Abstract:
Early metastasis of pancreatic cancer (PaC) is a major cause of its high mortality rate. Previous studies have shown that AHNAK2 is involved in the progression of some tumors and is predicted to be an independent prognostic factor for PaC; however, the specific mechanisms through which AHNAK2 regulates PaC remain unclear. In this study, we examined the role of AHNAK2 in PaC and its potential molecular mechanisms. AHNAK2 mRNA and protein expression in PaC tissues and cells were measured using qRT-PCR and western blot analysis. After AHNAK2 knockdown using small interfering RNA, PaC cells were subjected to CCK-8 scratch, and Transwell assays to assess cell proliferation, migration, and invasion, respectively. Furthermore, the validation of the mechanistic pathway was achieved by western blot analysis. AHNAK2 mRNA and protein levels were up-regulated in PaC and silencing AHNAK2 significantly inhibited the proliferation, migration, and invasion of PaC cells. Mechanistically, AHNAK2 knockdown decreased the expression of phosphorylated p65, phosphorylated IκBα, and matrix metalloproteinase-9 (MMP-9), suggesting that activation of the NF-κB/MMP-9 signaling pathway was inhibited.
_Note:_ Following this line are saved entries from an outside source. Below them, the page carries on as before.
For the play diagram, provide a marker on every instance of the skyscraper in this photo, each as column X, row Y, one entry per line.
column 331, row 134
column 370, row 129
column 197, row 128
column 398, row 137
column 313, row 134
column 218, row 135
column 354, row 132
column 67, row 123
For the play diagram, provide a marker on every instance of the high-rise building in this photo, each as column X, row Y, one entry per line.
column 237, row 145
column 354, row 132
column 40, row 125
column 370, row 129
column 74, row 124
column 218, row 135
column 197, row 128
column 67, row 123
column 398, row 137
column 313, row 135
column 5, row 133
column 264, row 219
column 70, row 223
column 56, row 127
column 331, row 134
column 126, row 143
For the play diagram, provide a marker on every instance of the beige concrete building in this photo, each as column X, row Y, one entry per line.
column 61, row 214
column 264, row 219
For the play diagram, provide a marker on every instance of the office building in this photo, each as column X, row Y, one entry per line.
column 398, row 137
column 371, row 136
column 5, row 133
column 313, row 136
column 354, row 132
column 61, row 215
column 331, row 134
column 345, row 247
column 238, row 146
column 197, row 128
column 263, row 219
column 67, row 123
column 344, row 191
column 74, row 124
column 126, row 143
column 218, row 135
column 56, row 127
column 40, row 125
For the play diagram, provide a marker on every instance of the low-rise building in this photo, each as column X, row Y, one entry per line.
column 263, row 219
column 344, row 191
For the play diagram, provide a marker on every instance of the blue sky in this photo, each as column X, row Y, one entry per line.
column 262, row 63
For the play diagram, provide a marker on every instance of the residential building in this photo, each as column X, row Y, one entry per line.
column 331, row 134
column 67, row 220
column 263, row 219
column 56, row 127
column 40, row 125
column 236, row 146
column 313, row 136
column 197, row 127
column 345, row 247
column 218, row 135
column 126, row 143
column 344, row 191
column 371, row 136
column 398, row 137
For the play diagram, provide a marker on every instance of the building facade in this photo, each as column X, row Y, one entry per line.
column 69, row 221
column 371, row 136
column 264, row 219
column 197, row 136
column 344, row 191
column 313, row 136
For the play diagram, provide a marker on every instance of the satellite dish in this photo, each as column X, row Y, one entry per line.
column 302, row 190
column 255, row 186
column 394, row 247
Importantly, activation of NF-κB reversed the effects of AHNAK2 knockdown. Our findings indicate that AHNAK2 promotes PaC progression through the NF-kB/MMP-9 pathway and provides a theoretical basis for targeting AHNAK2 for the treatment of PaC.
摘要:
胰腺癌(PaC)的早期转移是其高死亡率的主要原因。先前的研究表明,AHNAK2参与了一些肿瘤的进展,并被预测为PaC的独立预后因素;然而,AHNAK2调控PaC的具体机制尚不清楚.在这项研究中,我们研究了AHNAK2在PaC中的作用及其潜在的分子机制。使用qRT-PCR和蛋白质印迹分析测量PaC组织和细胞中的AHNAK2mRNA和蛋白质表达。AHNAK2敲低后使用小干扰RNA,对PaC细胞进行CCK-8划痕,和Transwell分析来评估细胞增殖,迁移,和入侵,分别。此外,通过westernblot分析对机制途径进行了验证.AHNAK2mRNA和蛋白水平在PaC中上调,沉默AHNAK2显著抑制其增殖,迁移,以及PaC细胞的侵袭。机械上,AHNAK2敲除降低磷酸化p65、磷酸化IκBα的表达,和基质金属蛋白酶-9(MMP-9),提示NF-κB/MMP-9信号通路的激活受到抑制。重要的是,NF-κB的激活逆转了AHNAK2敲低的作用。我们的发现表明AHNAK2通过NF-kB/MMP-9通路促进PaC的进展,为靶向AHNAK2治疗PaC提供了理论依据。